A Constituição de 1976, que foi redigida com o intuito de consolidar a democracia, garante direitos, liberdades e garantias essenciais para a cidadania. Qualquer alteração ao texto constitucional deve ser considerada com a máxima cautela, dado que a Constituição não é um instrumento jurídico isolado, mas um reflexo do pacto social que define o Estado democrático de direito em que vivemos.
A possibilidade de revisões constitucionais, especialmente num contexto em que a composição política da Assembleia da República se caracteriza por um predominante alinhamento à direita e uma esquerda enfraquecida, levanta a preocupação de que o debate sobre a Constituição não seja conduzido com o devido equilíbrio. A revisão do texto, sem um consenso abrangente que envolva todas as forças políticas, pode colocar em risco os princípios fundamentais que garantem direitos essenciais aos cidadãos e ao Estado Social.

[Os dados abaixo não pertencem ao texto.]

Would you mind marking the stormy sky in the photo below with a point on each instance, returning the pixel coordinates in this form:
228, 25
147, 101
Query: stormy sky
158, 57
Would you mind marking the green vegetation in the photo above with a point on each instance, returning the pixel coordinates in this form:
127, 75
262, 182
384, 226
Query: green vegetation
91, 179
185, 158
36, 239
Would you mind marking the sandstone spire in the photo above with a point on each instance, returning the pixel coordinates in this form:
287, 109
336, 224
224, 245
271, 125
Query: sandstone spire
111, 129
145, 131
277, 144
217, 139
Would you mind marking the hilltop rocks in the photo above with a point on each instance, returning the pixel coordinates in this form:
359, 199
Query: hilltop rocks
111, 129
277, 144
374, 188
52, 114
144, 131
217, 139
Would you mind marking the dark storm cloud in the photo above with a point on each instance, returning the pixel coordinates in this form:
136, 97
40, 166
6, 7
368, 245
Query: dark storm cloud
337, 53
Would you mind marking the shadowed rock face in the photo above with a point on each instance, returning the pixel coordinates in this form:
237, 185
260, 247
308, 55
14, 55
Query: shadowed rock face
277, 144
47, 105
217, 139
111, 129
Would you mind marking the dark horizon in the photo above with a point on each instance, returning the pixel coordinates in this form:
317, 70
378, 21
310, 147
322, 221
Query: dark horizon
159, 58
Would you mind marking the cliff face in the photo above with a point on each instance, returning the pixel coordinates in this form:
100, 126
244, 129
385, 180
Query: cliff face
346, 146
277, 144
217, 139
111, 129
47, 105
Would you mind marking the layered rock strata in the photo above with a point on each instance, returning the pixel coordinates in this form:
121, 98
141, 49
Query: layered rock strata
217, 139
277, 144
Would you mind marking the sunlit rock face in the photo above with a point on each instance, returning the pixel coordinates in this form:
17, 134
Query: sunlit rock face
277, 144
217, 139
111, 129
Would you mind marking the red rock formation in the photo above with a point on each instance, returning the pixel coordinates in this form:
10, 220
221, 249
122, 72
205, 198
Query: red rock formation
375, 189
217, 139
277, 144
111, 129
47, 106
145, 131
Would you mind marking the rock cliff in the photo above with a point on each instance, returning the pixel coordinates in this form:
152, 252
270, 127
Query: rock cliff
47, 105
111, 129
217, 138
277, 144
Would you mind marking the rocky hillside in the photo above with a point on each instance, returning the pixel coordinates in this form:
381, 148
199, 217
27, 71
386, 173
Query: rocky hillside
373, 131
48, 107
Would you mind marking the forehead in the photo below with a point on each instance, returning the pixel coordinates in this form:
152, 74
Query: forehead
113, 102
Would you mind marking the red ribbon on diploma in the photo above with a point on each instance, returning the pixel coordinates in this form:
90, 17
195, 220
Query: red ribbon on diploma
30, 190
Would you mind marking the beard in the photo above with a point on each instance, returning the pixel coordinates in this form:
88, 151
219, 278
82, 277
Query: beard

É importante sublinhar que a revisão da Constituição não deve ser vista como um processo simples de “modernização”, como alguns defendem. Alterações em áreas-chave, como a segurança social, os direitos laborais, a educação ou a saúde pública, podem ter consequências profundas para a sociedade, sobretudo se forem feitas sem o amplo envolvimento da sociedade civil e sem a garantia de que os direitos fundamentais consagrados em 1976 não serão prejudicados.
Num momento de crescente polarização política, em que as forças à direita ganham espaço e as à esquerda se encontram divididas, é imperativo que qualquer revisão constitucional seja tratada com rigor e com um debate plural que envolva todas as partes interessadas. A democracia não se constrói de forma unilateral, e a Constituição deve ser protegida enquanto garante os direitos que constituem a base do Estado de direito em Portugal.
Seja qual for o rumo que esta discussão venha a tomar, o ponto crucial é que, enquanto país, devemos sempre ter em mente a necessidade de preservar o espírito da Revolução de Abril. Qualquer tentativa de revisão constitucional que não respeite o consenso democrático e que não proteja os direitos fundamentais pode significar uma erosão da própria essência do regime democrático, algo que não pode ser encarado de forma leviana.
Assim, é fundamental que a sociedade portuguesa, em conjunto com os responsáveis políticos, mantenha o compromisso de preservar a Constituição tal como ela foi concebida, assegurando que qualquer modificação seja realizada de forma cuidadosa, ponderada e, sobretudo, com um amplo envolvimento da cidadania. A democracia exige vigilância e, acima de tudo, respeito pelos princípios que a fundaram.